You look at the two companies. MySpace does a lot of things really well. But, that said, they’re owned by a major media company, they have focused tremendously on monetization for the past two years, and they just don’t have the product innovation engine that Facebook does. Facebook is completely focused on product innovation. I think it’s a case study of how that happens. You could argue that MySpace focused too quickly on monetization. You could argue that you just saw the consequence of switching focus like that before you’ve taken the whole market.

Were you an angel investor in Facebook?

No, I wasn’t.

Did you have an opportunity invest in Facebook as an angel?

Damn, she asked the question. [Laughs.] Let’s put it this way, I’ve known them from the beginning. I probably could have if I had tried hard, but I didn’t.

Because?

Because I didn’t. [Smiles.]

Because of your investment in LinkedIn?

No. It’s always an affirmative decision. You have to actually step forward and actually go after it. And things just really happen fast, and Facebook was happening at a super high rate of speed and things just didn’t click.

But you have shares as a director.

Yes, as a director.

Is there another company that you now think, ‘Damn it, I wish I had invested in that?’

The one that I tried to invest in but couldn’t get into was [social network aggregator] FriendFeed. They’re too rich. They’re former Google guys. They basically did it themselves. They have too much money.

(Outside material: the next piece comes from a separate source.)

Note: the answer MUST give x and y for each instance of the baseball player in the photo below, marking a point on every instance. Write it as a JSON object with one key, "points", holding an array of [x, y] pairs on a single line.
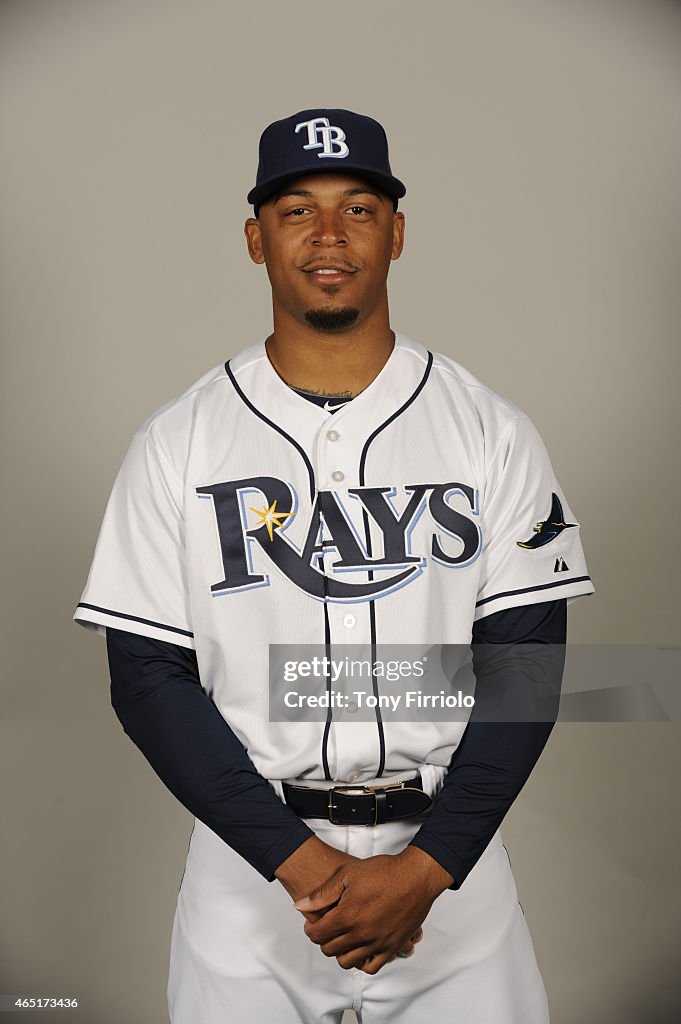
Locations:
{"points": [[334, 483]]}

FriendFeed is viewed by some as a competitor to Twitter. Did you invest in the idea of Twitter or did you invest in Odeo? [Reader background: Twitter cofounder Evan Williams first cofounded Odeo in 2004, a company that let PC users find and subscribe to podcasts; in early 2006, Williams also began testing a new company, Twitter, out of an effort to make Odeo accessible over cell phones. Once Twitter evolved into what it’s become, the two concepts had little to do with each other.]

Twitter, not Odeo. I knew of Odeo, but I didn’t actually know Evan back then. When Twitter first got started, I emailed him and that’s how we first met. I saw Twitter when the product first launched, back when they were in the middle of the transition, so they hadn’t yet shut down Odeo and they hadn’t yet raised money for Twitter.

Because [Odeo backer] Charles River Ventures had accepted its money back, for which I’m sure they’re kicking themselves now.

Was it Mayfield? Or CRV? That’s one of the great stories, because Evan made up the difference. My understanding is he made up the difference out of his own pocket and gave it back to [investors] whole. That’s a great guy. That’s a classic story and I think that’s representative of a pattern you’re seeing these days.